Juissie is a Julia-native semantic query engine. It can be used as a package in software development workflows, or via its desktop user interface. We can support both commercial and local LLMs.

Juissie was developed as a class project for CSCI 6221: Advanced Software Paradigms at The George Washington University.

Generation.mp4

Table of Contents

Getting Started

Quickstart

  1. Clone this repo
  2. Navigate into the cloned repo directory:
cd Juissie

In general, we assume the user is running the julia command, and all other commands (e.g., jupyter notebook), from the root level of this project.

  1. Open the Julia REPL by typing julia into the terminal. Then, install the package dependencies:
using Pkg
Pkg.activate(".") # activates the project environment
Pkg.resolve() # resolves the project's dependencies
Pkg.instantiate() # installs dependencies listed in Project.toml

Pkg.instantiate() should install all dependencies listed in Project.toml, but we find this isn't always reliable on all machines. It is important to verify setup (below subsection) and install any missing dependencies indicated.

The standard generators (OAIGenerator, OAIGeneratorWithCorpus, which are used by the UI) require an OpenAI API key see here.

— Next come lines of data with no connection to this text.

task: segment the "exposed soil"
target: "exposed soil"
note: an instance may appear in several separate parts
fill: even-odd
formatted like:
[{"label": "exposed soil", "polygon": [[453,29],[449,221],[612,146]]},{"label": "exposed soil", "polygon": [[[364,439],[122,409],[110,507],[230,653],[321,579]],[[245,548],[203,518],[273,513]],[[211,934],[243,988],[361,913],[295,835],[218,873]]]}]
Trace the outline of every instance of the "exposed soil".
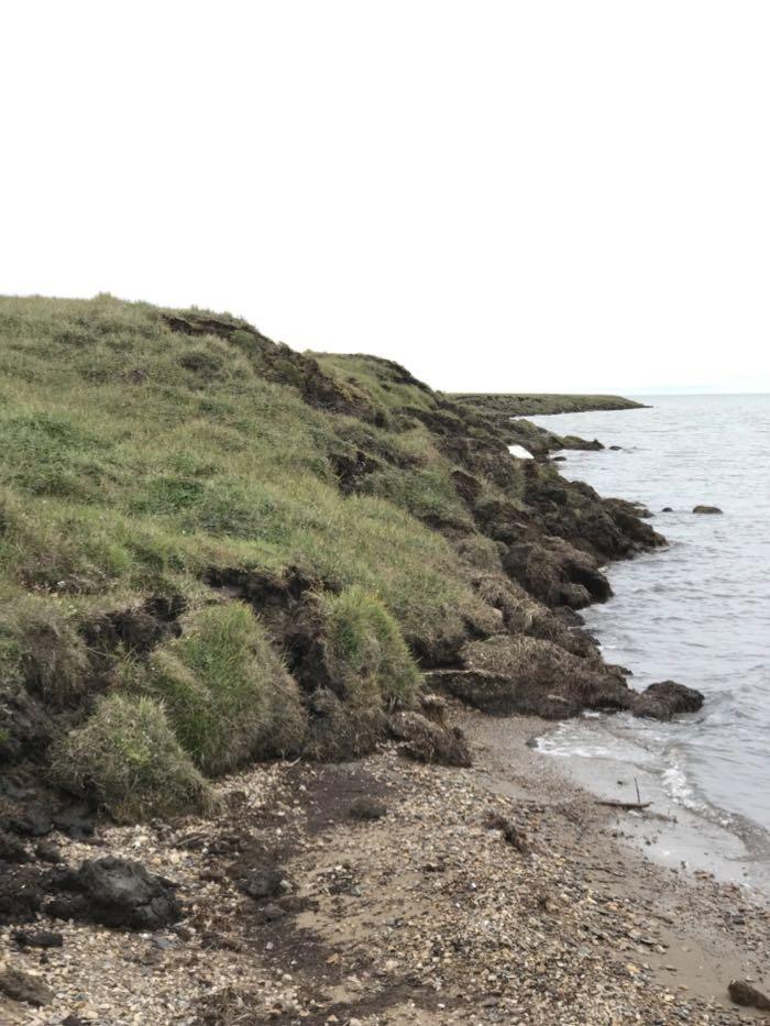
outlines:
[{"label": "exposed soil", "polygon": [[[108,827],[96,852],[63,838],[70,867],[112,856],[170,880],[183,918],[127,931],[33,913],[28,935],[62,937],[46,948],[9,922],[6,968],[53,996],[0,995],[0,1022],[762,1021],[727,986],[767,992],[767,906],[627,848],[616,835],[639,814],[598,806],[532,751],[542,721],[455,708],[450,722],[472,769],[393,747],[258,766],[220,785],[216,819]],[[24,850],[16,872],[47,879]]]}]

Loading a corpus (a GeneratorWithCorpus, in practice) will result in an error if an OpenAI API key has not been provided; this can also be done through the UI.

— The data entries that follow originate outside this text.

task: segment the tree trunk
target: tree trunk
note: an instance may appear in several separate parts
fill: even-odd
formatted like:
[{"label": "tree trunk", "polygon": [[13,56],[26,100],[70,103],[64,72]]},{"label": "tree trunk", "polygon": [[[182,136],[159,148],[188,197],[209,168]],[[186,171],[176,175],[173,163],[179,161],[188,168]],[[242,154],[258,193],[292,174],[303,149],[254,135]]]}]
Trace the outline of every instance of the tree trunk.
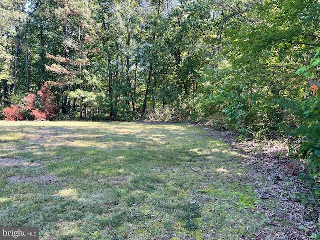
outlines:
[{"label": "tree trunk", "polygon": [[42,86],[44,82],[44,44],[43,26],[41,25],[41,34],[40,34],[40,46],[41,46],[41,53],[40,54],[40,62],[41,64],[41,80],[39,84],[39,90],[42,88]]},{"label": "tree trunk", "polygon": [[30,78],[29,77],[29,51],[28,47],[26,46],[26,92],[30,92]]},{"label": "tree trunk", "polygon": [[149,76],[148,76],[148,82],[146,84],[146,94],[144,95],[144,107],[142,110],[142,114],[141,115],[141,118],[142,120],[144,118],[144,114],[146,114],[146,102],[148,100],[148,95],[149,94],[149,90],[150,88],[150,84],[151,84],[151,78],[152,76],[152,71],[153,70],[154,66],[152,64],[150,66],[150,68],[149,70]]},{"label": "tree trunk", "polygon": [[114,88],[113,88],[113,80],[112,77],[112,68],[111,65],[111,56],[108,56],[108,78],[109,78],[109,102],[110,103],[110,119],[113,120],[114,118]]}]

The Juissie package also supports local LLMs via Ollama, which must be installed separately before use (OllamaGenerator, OllamaGeneratorWithCorpus).

To run our demo Jupyter notebooks, you may need to setup Jupyter see here.

Verify Setup

  1. From this repo's home directory, open the Julia REPL by typing julia into the terminal. Then, try importing the Juissie module:
using Juissie

This should expose symbols like Corpus, Embedder, upsert_chunk, upsert_document, search, and embed.

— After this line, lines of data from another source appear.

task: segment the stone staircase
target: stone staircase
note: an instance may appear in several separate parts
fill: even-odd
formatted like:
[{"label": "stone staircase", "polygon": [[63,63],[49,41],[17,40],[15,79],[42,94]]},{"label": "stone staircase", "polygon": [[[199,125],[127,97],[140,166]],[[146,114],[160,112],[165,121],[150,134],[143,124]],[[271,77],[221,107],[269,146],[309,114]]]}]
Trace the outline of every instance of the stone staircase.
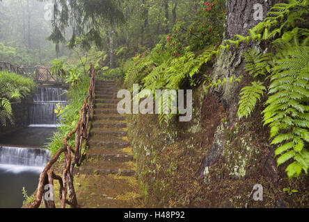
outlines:
[{"label": "stone staircase", "polygon": [[134,169],[128,167],[133,155],[124,152],[129,147],[125,117],[117,112],[117,89],[112,81],[96,83],[94,117],[88,141],[87,162],[79,172],[97,174],[132,176]]},{"label": "stone staircase", "polygon": [[74,172],[81,207],[138,207],[135,162],[114,82],[97,80],[86,160]]}]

  1. Try instantiating one of the exported struct, like Corpus:
corpus = Corpus()

We can test the upsert and search functionality associated with Corpus like so:

upsert_chunk(corpus, "Hold me closer, tiny dancer.", "doc1")
upsert_chunk(corpus, "Count the headlights on the highway.", "doc1")
upsert_chunk(corpus, "Lay me down in sheets of linen.", "doc2")
upsert_chunk(corpus, "Peter Piper picked a peck of pickled peppers. A peck of pickled peppers, Peter Piper picked.", "doc2")

Search those chunks:

idx_list, doc_names, chunks, distances = search(
    corpus, 
    "tiny dancer", 
    2
)

The output should look like this:

([1, 3], ["doc1", "doc2"], ["Hold me closer, tiny dancer.", "Lay me down in sheets of linen."], Vector{Float32}[[5.198073, 9.5337925]])

Usage

Desktop UI

Navigate to the root directory of this repository (Juissie.jl), enter the following into the command line, and press the enter/return key:

julia src/Frontend.jl

This will launch our application.

Julia Package

We provide extensive documentation of the Juissie.jl package here.

We also provide an interactive tutorial notebook in the notebooks directory. This may require Jupyter setup.

API Keys

Juissie's default generator requires an OpenAI API key. This can be provided manually in the UI (see the API Key tab of the Corpus Manager) or passed as an argument when initializing the generator. The preferred method, however, is to stash your API key in a .env file.

Obtaining an OpenAI API Key

  1. Create an OpenAI account here.
  2. Set up billing information (each query has a small cost) here.
  3. Create a new secret key here.

Managing API Keys Locally

Users may create a .env file in the project root where they add their API key(s), e.g.:

OAI_KEY=ABC123

These may be accessed using Julia via the DotEnv library. First, run the julia command in a terminal. Then install DotEnv:

import Pkg
Pkg.add("DotEnv")

Then, use it to access environmental variables from your .env file:

using DotEnv
cfg = DotEnv.config()

api_key = cfg["OAI_KEY"]

Note that DotEnv looks for .env in the current directory, i.e. that of where you called julia from. If .env is in a different path, you have to provide it, e.g. DotEnv.config(YOUR_PATH_HERE). If you are invoking Juissie from the root directory of this repo (typical), this means the .env should be placed there.

An OpenAI API key may also be provided through our desktop UI via the API Key tab of the Corpus Manager. Because this is intended for users who want to temporarily use a different key, this option does not persistently store the key and must be done every time the application is launched, unless a key already exists in a .env file.

Documentation

We provide a brief API reference here.

Local LLMs

Our default workflow relies on OpenAI's gpt-3.5-turbo completion endpoint, but we also support locally-run LLMs via Ollama (which must be installed separately).

Local.LLM.mp4

The syntax is largely identical to other Generator objects:

generator = OllamaGenerator("gemma:7b-instruct");
result = generate(generator, "Hi, how are you?")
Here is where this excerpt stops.